Little by little she placed her blade on smaller and smaller chunks until it was about the size of The Titanic. I nodded agreement, feeling so mean and unkind that I only wanted such a small sliver. She reminded me that this was genuine cheese made from the milk of magical mountain top cows who would only release the gold of their udders for re-sale to a woman of the finest beauty and taste. Hmm – lucky I showed up! 

I plucked up courage to ask what it was. She drew a deep breath and uttered the magic word “Cantal” and I recoiled in puzzlement, handed over 30 Euros and staggered on clutching my brick of magical mountain cholesterol. Luckily I was able to purchase a decent brandy to accompany it so that the alcohol will wipe out any ill effects. To balance the whole matter I bought a selection of goat, donkey and wild boar sausage. I’m gonna call it the Fatkins diet.

Village des fleurs et du ciel, Utter utter JOY!

Seriously though, my fellow bon viveurs, France is the place for flavour and savour. To convince you of the absolute need you have in your life to come to Saint Savinien Sur Charente I’m posting a few photos today to show you what you are missing. Bon Apetit mes amis.

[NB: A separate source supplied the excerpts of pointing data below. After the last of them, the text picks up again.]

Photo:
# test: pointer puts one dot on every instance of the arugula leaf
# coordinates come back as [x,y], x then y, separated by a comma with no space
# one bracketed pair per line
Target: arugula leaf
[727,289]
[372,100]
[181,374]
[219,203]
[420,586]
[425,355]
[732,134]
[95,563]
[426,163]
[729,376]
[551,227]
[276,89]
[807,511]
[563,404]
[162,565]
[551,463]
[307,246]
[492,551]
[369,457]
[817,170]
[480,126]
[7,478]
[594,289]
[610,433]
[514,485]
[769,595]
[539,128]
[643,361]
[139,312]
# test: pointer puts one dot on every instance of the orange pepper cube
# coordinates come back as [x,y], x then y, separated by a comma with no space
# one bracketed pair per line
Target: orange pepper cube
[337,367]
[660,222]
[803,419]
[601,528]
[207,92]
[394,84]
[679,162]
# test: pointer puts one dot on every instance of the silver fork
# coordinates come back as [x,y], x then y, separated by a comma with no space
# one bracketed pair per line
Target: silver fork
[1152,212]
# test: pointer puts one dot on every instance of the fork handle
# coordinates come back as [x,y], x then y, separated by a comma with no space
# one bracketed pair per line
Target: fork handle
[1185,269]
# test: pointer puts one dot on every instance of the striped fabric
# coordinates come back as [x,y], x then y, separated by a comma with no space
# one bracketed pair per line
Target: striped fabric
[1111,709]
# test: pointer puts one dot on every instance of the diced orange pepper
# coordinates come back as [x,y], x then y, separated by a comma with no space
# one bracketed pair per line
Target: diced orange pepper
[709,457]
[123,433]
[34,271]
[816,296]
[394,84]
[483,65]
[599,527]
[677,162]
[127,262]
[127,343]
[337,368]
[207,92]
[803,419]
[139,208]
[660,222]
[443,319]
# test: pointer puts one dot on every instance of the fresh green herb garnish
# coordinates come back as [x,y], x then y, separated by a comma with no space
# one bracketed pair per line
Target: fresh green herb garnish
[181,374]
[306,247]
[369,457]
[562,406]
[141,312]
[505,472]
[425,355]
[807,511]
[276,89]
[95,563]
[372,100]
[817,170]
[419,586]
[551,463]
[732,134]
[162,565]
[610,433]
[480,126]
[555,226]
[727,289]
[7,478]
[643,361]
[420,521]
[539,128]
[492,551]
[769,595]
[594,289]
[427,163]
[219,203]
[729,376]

Old goats still make a stiff sausage

Before I go I must share with you a complaint about the standard of modern spelling and grammar. A fine upstanding gentleman has taken the trouble to ask me on Facebook if I wish to see his very large Denis. Seemingly my new profile picture has interested him enough to dub me as “Senior but Sexy”. He is obviously a very inexperienced young man because ladies of my age know only too well that senior IS sexy. I’m sure that given time, his friend Denis will develop enough shades of grey to play in the senior leagues.

Emma thinx: Take the die out of diet and it’s time for tea.